Once again, nothing was done Sandoval said.
“If the environment is not healthy, is not safe, if it’s intimidation, then who do you report to?” Sandoval asked. “Who can resolve this issue? We’ve tried it internally. We’ve tried it with our leaders. Nothing was done. So where does that leave us? Who is going to listen to us to resolve these problems that exist within KTNN?”
This is where the group is at now, wondering how they can once again have a “home away from home.”
Little responded to these allegations via a letter emailed to the Navajo Times.
It states, “KTNN is operating smoothly and is disappointed to hear that someone has made allegations about working conditions. KTNN strives to provide a fair and positive working environment for all its employees and denies that there are any hazardous working conditions or favoritism.

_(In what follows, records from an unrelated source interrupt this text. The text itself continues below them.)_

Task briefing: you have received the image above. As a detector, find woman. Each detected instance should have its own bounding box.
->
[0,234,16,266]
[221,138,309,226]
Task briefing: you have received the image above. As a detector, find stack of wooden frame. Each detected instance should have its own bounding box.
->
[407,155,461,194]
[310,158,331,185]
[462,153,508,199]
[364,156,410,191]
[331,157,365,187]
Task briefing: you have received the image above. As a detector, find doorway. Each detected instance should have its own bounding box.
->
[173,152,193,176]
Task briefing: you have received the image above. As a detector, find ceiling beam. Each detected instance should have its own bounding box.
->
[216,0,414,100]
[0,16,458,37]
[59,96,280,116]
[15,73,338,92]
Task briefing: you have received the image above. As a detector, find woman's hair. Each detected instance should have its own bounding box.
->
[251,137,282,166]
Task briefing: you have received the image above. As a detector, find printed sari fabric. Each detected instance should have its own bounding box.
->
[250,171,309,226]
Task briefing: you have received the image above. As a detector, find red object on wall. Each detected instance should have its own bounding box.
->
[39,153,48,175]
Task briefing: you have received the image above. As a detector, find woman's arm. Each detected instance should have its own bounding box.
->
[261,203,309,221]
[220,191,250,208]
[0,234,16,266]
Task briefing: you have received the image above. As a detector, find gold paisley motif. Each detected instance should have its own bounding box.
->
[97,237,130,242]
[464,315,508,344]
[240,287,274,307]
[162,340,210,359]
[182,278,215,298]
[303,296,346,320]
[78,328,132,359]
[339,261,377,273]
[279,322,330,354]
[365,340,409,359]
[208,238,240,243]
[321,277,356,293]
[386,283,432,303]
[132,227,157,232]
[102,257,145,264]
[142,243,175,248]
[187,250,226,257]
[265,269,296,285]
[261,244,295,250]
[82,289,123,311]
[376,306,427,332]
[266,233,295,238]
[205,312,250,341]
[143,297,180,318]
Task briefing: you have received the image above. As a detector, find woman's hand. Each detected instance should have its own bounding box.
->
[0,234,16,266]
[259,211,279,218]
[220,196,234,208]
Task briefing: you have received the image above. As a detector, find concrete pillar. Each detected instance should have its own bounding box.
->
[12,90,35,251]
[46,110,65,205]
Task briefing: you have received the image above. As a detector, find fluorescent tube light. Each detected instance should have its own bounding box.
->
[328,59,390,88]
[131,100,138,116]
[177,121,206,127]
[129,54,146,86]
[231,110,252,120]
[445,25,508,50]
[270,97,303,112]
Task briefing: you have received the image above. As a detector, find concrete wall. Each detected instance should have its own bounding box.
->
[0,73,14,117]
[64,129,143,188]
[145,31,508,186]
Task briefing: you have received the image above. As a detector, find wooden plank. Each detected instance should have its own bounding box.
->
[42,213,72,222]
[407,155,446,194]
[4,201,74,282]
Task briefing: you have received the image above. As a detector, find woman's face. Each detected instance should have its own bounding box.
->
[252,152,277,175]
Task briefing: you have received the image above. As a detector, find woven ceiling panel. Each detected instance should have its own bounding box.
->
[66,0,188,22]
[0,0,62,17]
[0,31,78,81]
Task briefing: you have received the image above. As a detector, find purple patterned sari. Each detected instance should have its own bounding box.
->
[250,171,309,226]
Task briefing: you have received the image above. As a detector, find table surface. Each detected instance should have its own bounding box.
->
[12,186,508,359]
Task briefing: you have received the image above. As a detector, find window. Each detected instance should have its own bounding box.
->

“To the extent any of our employees have issues with their employment they need to follow KTNN policies which are contained in its employee handbook or follow the process provided by Navajo way to resolve these issues which has not occurred.”
Sandoval claims the group did follow internal protocol.
Since 2017, he said, Sandoval has sent Little seven documents addressing the grievances about hostile working conditions. The group also took their allegations to the board.
Still the group was ignored, he said.
“Just one time we were allowed to do a report in front of the board and that’s when we brought up a lot of these same allegations in front of the board,” Yazzie said. “Ever since then we’ve never been invited again.”
This happened a few years ago and since then the radio station’s administration has allegedly withheld the date, time and location of board meetings from the KTNN staff.
KTNN staff would like to see a new general manager hired and a new board appointed.
“You got to start from the top,” Sandoval said. “I think that’s the only way everything’s going to be back in its place because they’re not addressing the problem.”